In den folgenden Wochen ging kein weiteres Schreiben des Antragstellers ein.
Durch Beschluss vom lehnte das FG den Aussetzungsantrag ab. Gegen diesen Beschluss legte der Antragsteller Beschwerde, hilfsweise jeden anderen zulässigen Rechtsbehelf und wiederum hilfsweise gegen die Nichtzulassung der Beschwerde in dem Beschluss Beschwerde ein.
Mit seinem Rechtsbehelf macht er unter Bezugnahme auf einen beigefügten Schriftsatz nebst Anlagen geltend, das FG habe ihm nicht in hinreichender Weise rechtliches Gehör gewährt. Das FG habe seine Entscheidung getroffen, ohne vorher nachzufragen, ob noch weitere Unterlagen eingereicht würden.
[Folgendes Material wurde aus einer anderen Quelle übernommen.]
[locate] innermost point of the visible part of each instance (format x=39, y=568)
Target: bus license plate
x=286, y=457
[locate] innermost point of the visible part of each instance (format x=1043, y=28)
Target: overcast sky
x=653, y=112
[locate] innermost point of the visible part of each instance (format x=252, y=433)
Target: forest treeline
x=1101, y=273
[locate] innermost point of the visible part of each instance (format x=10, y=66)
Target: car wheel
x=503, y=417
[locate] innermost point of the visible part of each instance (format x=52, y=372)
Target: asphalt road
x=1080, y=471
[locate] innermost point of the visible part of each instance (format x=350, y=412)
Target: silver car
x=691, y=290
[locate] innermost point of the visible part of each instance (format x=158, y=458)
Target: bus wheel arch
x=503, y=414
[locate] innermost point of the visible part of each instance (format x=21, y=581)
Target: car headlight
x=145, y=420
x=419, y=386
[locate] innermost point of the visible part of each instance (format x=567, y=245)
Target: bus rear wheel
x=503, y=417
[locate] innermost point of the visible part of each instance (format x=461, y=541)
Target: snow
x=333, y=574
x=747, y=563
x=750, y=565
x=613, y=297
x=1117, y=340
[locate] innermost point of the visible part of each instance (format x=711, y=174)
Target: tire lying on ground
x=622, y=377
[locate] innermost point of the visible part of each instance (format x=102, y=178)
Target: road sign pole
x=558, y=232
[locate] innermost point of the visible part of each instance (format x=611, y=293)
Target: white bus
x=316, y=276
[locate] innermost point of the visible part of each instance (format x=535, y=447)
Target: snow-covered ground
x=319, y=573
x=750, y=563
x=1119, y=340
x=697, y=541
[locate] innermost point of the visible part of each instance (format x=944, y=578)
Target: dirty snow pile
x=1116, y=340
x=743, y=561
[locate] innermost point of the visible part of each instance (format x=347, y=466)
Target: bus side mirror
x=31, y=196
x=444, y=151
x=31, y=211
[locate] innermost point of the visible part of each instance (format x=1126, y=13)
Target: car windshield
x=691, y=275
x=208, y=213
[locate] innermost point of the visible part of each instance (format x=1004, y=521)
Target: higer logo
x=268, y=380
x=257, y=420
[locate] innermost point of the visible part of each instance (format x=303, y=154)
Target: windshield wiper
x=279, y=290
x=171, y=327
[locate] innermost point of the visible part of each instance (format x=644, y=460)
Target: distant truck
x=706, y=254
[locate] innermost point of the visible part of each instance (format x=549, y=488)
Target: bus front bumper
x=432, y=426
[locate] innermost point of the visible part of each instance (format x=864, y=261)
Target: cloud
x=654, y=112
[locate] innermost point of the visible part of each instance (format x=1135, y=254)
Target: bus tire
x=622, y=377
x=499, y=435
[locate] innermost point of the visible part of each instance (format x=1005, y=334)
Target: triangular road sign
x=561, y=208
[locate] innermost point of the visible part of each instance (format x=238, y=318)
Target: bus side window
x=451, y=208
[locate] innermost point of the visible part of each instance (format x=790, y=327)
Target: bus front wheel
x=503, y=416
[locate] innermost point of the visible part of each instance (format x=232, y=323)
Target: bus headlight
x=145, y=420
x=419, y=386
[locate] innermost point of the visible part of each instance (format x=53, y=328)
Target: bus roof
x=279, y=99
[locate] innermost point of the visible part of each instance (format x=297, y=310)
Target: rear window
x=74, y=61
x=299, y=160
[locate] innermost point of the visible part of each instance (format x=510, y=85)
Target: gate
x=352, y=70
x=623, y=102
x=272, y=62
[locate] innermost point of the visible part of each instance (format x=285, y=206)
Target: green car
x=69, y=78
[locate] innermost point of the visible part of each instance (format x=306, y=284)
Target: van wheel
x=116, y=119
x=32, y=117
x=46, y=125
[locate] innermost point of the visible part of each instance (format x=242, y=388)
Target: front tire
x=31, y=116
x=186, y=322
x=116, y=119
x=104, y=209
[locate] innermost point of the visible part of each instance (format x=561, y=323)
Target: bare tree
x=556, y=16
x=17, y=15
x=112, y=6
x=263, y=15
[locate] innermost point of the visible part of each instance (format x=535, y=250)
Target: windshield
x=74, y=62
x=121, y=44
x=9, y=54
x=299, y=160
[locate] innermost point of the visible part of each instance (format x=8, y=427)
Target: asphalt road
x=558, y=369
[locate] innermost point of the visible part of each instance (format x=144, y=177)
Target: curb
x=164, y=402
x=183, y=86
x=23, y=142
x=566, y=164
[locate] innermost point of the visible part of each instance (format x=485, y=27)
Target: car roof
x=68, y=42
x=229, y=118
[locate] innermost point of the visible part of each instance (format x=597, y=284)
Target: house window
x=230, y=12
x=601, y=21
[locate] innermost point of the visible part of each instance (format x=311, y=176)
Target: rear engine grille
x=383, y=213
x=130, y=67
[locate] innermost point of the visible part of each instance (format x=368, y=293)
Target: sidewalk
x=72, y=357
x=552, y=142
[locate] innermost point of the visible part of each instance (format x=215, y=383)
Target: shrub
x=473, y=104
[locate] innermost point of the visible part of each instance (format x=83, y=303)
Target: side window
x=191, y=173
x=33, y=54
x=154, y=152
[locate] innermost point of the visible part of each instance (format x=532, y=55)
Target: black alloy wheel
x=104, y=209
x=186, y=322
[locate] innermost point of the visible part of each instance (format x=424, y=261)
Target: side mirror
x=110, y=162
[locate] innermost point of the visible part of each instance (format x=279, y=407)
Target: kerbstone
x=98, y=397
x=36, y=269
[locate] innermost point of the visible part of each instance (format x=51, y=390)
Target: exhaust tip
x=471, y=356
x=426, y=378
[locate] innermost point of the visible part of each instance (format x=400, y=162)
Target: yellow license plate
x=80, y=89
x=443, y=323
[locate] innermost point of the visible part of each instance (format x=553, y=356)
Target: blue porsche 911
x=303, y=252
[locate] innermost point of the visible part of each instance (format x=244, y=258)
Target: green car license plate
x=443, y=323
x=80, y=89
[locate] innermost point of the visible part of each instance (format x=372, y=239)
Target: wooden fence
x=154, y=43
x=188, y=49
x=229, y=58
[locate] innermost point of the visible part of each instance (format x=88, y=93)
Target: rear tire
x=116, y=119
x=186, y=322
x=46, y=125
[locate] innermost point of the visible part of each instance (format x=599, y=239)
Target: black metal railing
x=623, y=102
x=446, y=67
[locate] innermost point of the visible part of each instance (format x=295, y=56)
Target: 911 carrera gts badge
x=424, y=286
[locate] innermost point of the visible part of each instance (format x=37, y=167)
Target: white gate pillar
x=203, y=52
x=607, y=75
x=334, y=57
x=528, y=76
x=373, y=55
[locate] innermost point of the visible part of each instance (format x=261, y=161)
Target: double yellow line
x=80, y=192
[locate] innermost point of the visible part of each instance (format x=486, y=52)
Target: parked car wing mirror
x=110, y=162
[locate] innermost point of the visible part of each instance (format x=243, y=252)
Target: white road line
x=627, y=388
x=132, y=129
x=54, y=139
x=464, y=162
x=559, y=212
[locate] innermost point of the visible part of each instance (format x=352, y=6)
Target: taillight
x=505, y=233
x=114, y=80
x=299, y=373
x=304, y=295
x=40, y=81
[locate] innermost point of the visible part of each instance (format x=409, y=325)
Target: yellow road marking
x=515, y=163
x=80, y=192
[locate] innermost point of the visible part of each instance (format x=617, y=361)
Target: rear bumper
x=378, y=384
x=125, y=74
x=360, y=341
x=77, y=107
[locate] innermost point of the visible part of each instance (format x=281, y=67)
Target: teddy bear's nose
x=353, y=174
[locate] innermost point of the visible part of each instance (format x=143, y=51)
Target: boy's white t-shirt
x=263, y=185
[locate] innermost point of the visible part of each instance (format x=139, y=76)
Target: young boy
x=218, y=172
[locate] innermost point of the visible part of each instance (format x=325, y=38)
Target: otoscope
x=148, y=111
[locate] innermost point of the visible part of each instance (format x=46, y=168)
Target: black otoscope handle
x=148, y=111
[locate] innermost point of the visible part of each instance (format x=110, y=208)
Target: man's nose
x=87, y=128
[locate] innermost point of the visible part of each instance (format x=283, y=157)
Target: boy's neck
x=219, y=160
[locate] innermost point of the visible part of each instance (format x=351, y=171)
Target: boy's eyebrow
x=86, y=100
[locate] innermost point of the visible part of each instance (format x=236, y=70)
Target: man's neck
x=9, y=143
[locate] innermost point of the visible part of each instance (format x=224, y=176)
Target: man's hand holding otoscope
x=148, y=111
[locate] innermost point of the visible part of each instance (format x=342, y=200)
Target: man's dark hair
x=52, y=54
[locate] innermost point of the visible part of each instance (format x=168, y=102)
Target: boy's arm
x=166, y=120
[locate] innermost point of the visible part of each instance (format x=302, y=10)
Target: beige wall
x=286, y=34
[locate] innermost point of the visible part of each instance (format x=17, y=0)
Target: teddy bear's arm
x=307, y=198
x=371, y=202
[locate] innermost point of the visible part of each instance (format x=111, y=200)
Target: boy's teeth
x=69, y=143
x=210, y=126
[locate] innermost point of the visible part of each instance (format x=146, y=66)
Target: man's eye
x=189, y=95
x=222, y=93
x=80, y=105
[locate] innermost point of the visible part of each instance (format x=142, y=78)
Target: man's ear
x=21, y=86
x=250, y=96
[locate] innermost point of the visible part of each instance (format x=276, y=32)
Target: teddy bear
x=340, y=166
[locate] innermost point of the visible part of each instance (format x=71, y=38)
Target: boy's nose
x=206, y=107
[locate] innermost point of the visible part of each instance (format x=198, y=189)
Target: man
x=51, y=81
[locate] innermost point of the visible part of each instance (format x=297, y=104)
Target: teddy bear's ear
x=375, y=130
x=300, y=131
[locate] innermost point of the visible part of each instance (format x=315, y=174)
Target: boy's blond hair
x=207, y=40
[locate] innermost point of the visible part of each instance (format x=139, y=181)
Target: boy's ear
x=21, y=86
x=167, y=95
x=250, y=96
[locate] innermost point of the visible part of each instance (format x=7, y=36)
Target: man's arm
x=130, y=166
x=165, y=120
Eine solche Nachfrage sei deshalb geboten gewesen, weil in dem Schreiben vom auch Vorgänge aus lange zurückliegender Zeit angefordert worden seien. Die zuständige Richterin habe in einem am geführten Telefonat bekundet, dass die angeforderten Unterlagen auch nachgereicht werden könnten. Auf seine Anregung, Gerichtsakten beizuziehen, habe er keine Antwort erhalten. Auch habe sich das Gericht mit seinem Schreiben vom , entgegen der im Klageverfahren geäußerten Bitte, Schriftverkehr an W zu übersenden, an S gewandt.
Das FG hat der Beschwerde nicht abgeholfen. Es hat in seinem Beschluss vom die Beschwerde zugleich als Antrag auf Änderung des Beschlusses vom und als erneuten Aussetzungsantrag gewertet und diese Anträge abgelehnt. Auch hat das FG die Beschwerde zudem als Gegenvorstellung gewertet und behandelt.
II. Die Beschwerde ist nicht statthaft.
1. Gegen die Entscheidung über die Aussetzung der Vollziehung nach § 69 Abs. 3 und 5 der Finanzgerichtsordnung (FGO) steht den Beteiligten die Beschwerde nur zu, wenn sie vom FG zugelassen worden ist.
2. Hat das FG —wie im Streitfall— die Beschwerde nicht zugelassen, dann kann auch eine Zulassung der Beschwerde durch den Bundesfinanzhof (BFH) nicht erreicht werden. Soweit § 128 Abs. 3 Satz 2 FGO die entsprechende Anwendung von § 115 Abs. 2 FGO anordnet, legt diese Regelung nur fest, unter welchen Voraussetzungen das FG die Beschwerde zuzulassen hat. Wird sie vom FG nicht zugelassen, wird diese Entscheidung vom BFH nicht überprüft (, BFH/NV 2002, 923).
3. Die Beschwerde ist auch nicht als außerordentliche Beschwerde wegen sog. ”greifbarer Gesetzwidrigkeit” statthaft.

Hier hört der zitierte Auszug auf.